By that time I had already written the big review of Bishop's book, I was a huge fan of his (I had also been contacted by some of Bishop's caretakers who mentioned he had read and loved the review I wrote) so I sat there listening to him on a live-feed expound off the top his head all about one little line in the Wake ("Poor little brittle magic nation" spoken on FW p. 565 by a mother who comforts her child after he awoke from a nightmare, telling him it's only his imagination) and I tried to take as thorough notes as I possibly could, practically jotting down every word the man said. This is because, while there are many great exegetes of Joyce out there, no other has ever struck me to the degree Bishop has. And this would likely be my last chance to hear him share fresh insights about Joyce and Finnegans Wake. That short talk he gave totally blew me away. I think about it often. I wrote a summary of what he said at the end of this recap of the Toronto Joyce conference.
Afterwards I sought out Bishop's friends, the professors who had arranged his talk. I told them I was someone with an immense appreciation for Bishop's work and let them know that, last I'd heard (in the interview Bishop did in 2009 that you can listen to here) Bishop said he was finishing up a sequel to his Book of the Dark and also writing a book about what he had learned in his four decades studying Ulysses.
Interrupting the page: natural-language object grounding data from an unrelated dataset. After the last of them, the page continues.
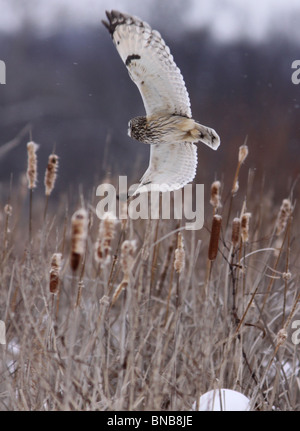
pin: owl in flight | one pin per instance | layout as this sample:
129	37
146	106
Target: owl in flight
168	125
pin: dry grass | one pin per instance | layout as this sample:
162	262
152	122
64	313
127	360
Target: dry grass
136	328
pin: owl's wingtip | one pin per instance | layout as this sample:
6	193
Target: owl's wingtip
115	18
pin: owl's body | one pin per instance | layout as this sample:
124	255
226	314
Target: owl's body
168	125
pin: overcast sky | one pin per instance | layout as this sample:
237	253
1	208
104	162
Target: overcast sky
227	20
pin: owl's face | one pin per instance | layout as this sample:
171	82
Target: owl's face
137	128
129	130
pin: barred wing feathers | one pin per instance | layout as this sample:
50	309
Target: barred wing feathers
150	65
171	167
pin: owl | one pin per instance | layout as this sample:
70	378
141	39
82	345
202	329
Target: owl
168	126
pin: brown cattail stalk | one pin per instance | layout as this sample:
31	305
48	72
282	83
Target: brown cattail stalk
245	227
78	237
179	261
32	148
50	177
214	237
215	199
128	249
105	237
235	233
54	272
50	174
8	213
243	153
283	216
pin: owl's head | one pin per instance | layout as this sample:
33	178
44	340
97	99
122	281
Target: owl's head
137	128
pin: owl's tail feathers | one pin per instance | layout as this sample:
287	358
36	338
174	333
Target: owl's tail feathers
208	136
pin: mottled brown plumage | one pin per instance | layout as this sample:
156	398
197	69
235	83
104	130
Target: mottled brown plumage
168	125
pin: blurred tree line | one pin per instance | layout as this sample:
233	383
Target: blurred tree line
78	97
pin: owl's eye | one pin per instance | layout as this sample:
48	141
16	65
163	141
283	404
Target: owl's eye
129	128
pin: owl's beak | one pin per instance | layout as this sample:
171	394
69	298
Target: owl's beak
129	129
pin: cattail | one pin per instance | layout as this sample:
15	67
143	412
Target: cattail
105	236
235	233
78	237
8	210
128	249
54	272
245	227
50	175
243	153
235	187
283	215
32	148
215	200
214	237
179	261
281	336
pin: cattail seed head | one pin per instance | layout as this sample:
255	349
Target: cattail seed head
283	216
8	210
128	249
179	261
105	237
245	226
281	336
54	272
235	187
215	200
51	173
243	153
78	236
235	233
32	148
214	237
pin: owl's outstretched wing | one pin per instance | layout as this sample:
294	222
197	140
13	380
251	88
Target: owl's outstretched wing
171	167
150	65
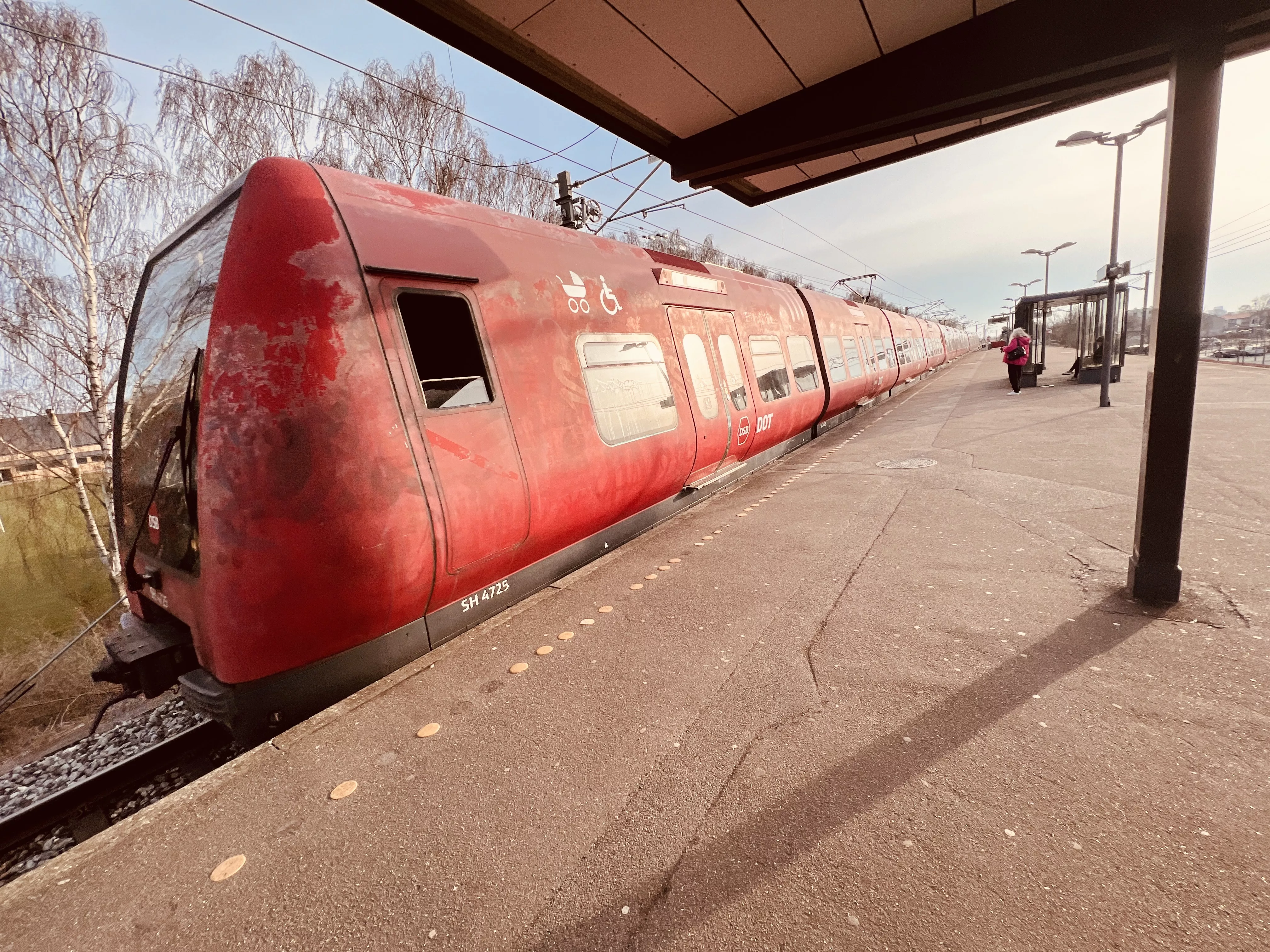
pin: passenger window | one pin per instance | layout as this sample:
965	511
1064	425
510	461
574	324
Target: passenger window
732	375
703	381
628	388
807	375
448	359
849	343
834	360
770	370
I asked if they knew anything about those projects and implored them to ensure Bishop's notes for those projects are located and safeguarded. I maybe seemed a little crazy.
That was June of 2017. A year later at another conference, this time in Antwerp, Belgium, I got to have lunch with another great Joyce scholar whose work I admire, professor Vincent Cheng who wrote the powerful book Joyce, Race, and Empire. He also was a roommate with John Bishop when they were in grad school together. We talked for a long time, professor Cheng is a really nice guy, friendly and accommodating, he told me many stories. He mentioned how Bishop would stay up all night writing his thesis. That thesis is what became the book Joyce's Book of the Dark, but professor Cheng emphasized that the material in the book was only the first half of his thesis. There was a whole other part to it.
Here's hoping we haven't seen the last of John Bishop's unique angles of explicating the depths of Finnegans Wake. Regardless, the man leaves behind a legacy of having inspired and sparked the passionate interests of many readers around the world. I hear stories all the time about the Wake reading group he hosted in Berkeley. I can only hope to carry on the tradition of enjoying and celebrating Joyce's book of the dark and spreading the spark of inspiration and excitement for Joyce's work that Bishop provided.